Deprem riskini hesaplar iken doğru verilere ulaşmak önemli bir noktadır. Bu verilere ulaşmakta ve görünür kılmakta en önemli aracımız teknolojidir.  Türkiye’de bu konuda çalışan en önemli kurumlardan biri Kandilli Rasathanesidir. Kandilli Rasathanesi ve Deprem Araştırma Enstitüsü, Boğaziçi Üniversitesine bağlı bir eğitim kurumudur. Bu bilgiler depremle ilgili sismik tehlike verilerinden oluşur. İnsanların riske karşı önlem alması için sismik tehlike bilgisinin biçimlendirilmesi gerekir. Türkiye’de halkın deprem risk bilgilerine ulaşması için belli çalışmalar yapılmıştır. Altyapı ve Kentsel Dönüşüm Hizmetleri Müdürlüğü kapsamında yapılan depreme karşı binaların dönüştürülmesi çalışmaları yapılıyor. 2020 yılında başlayıp 2021 yılında sonuçlanan il bazında İRAP Projesi hayata geçirilmiştir. Belediye bünyelerinde ‘Deprem ve Zemin Müdürlükleri’ çalışmalar yapıyor. İstanbul (Resim 5) bu konuda tam bir örnek teşkil etmektedir. Mahalle mahalle; nerede, ne kadar hasarın ortaya çıkacağı halkın bilgisine sunulmuştur.

Yer küre sürekli hareket halindedir.

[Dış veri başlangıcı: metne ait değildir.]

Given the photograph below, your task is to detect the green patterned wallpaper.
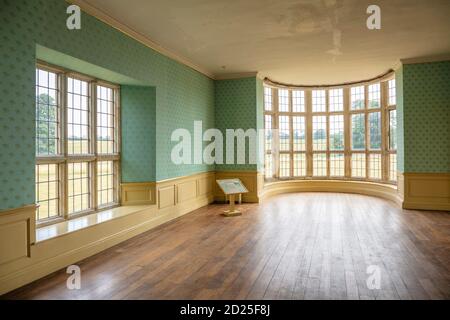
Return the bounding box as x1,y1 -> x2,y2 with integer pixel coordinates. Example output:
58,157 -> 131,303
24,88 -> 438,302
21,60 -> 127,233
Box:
0,0 -> 214,210
395,67 -> 405,172
215,77 -> 262,171
402,61 -> 450,173
120,86 -> 156,182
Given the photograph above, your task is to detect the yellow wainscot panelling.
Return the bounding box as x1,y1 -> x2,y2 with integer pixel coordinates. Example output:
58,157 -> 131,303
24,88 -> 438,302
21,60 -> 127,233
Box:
0,205 -> 36,268
0,172 -> 215,294
197,176 -> 215,196
158,185 -> 175,209
177,179 -> 197,203
402,173 -> 450,211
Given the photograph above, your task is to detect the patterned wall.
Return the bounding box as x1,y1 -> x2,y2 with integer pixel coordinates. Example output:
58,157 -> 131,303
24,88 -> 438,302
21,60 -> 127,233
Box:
395,67 -> 405,173
215,77 -> 262,171
0,0 -> 214,210
120,86 -> 156,182
403,61 -> 450,173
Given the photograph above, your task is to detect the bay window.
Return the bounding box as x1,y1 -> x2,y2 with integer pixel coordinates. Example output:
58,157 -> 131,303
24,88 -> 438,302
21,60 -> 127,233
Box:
264,79 -> 397,183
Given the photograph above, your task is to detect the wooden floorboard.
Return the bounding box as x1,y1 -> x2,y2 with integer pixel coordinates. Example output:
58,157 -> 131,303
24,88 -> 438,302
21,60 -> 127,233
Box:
1,193 -> 450,300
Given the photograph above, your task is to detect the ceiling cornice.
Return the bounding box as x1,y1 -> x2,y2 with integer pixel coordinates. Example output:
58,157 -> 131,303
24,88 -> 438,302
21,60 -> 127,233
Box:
214,72 -> 258,80
67,0 -> 216,79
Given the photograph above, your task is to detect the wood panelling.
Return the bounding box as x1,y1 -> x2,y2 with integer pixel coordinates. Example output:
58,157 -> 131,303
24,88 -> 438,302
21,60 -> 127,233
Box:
0,173 -> 214,294
2,193 -> 450,300
399,173 -> 450,211
121,182 -> 156,206
262,180 -> 400,204
158,185 -> 176,209
177,179 -> 197,202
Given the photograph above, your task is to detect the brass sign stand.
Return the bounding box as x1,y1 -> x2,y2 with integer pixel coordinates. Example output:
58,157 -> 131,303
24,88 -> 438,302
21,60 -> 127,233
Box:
217,179 -> 248,217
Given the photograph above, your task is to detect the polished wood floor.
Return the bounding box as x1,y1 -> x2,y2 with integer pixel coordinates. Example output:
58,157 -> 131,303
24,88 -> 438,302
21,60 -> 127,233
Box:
2,193 -> 450,299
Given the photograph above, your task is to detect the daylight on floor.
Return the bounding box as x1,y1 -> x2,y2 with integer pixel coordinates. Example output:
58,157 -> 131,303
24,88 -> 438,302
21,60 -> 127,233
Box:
0,0 -> 450,312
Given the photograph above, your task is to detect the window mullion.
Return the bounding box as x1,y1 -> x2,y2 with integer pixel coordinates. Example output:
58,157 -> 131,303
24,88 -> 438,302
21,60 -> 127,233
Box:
343,87 -> 352,179
272,90 -> 280,178
288,90 -> 294,177
305,90 -> 313,178
363,85 -> 370,180
59,73 -> 69,219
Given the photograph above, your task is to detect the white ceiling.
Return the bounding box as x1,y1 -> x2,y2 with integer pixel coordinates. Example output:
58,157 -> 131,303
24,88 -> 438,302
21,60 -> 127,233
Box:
81,0 -> 450,85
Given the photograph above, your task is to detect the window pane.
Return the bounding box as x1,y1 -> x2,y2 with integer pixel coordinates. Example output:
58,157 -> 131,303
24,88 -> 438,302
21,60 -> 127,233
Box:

Bu hareketlilik art arda yeni depremlerin oluşumuna yol açar ve deprem verilerimiz her daim yenilenir. Yeni veriler ışığında ülkelerin deprem yönetmelikleri belirli aralıklarla değişir ve her değişim deprem riskini biraz daha azaltır. Çünkü yapılan değişiklikler daha donanımla binalar yapılmasına, daha iyi zeminler seçilmesine önayak olur. Örneğin 1971 yılında son deprem yönetmeliğine göre yapılan Olive View Hastanesi, San Fernando depreminde ağır hasar almıştır (Resim 6). 1973’te yeni bilgiler ışığında deprem yönetmeliği değişmiş, ‘Hospital Seismic Safety Act’ yürürlüğe girmiştir. Daha sonra 1994’te San Fernando depremi büyüklüğünde bir deprem gerçekleşmiş ve Olive View Hastanesi ayakta kalmıştır. Ayrıca Olive View ‘yeni bina sağlamdır, eski bina çürüktür’ bakış açısını da net bir şekilde çürütmektedir. 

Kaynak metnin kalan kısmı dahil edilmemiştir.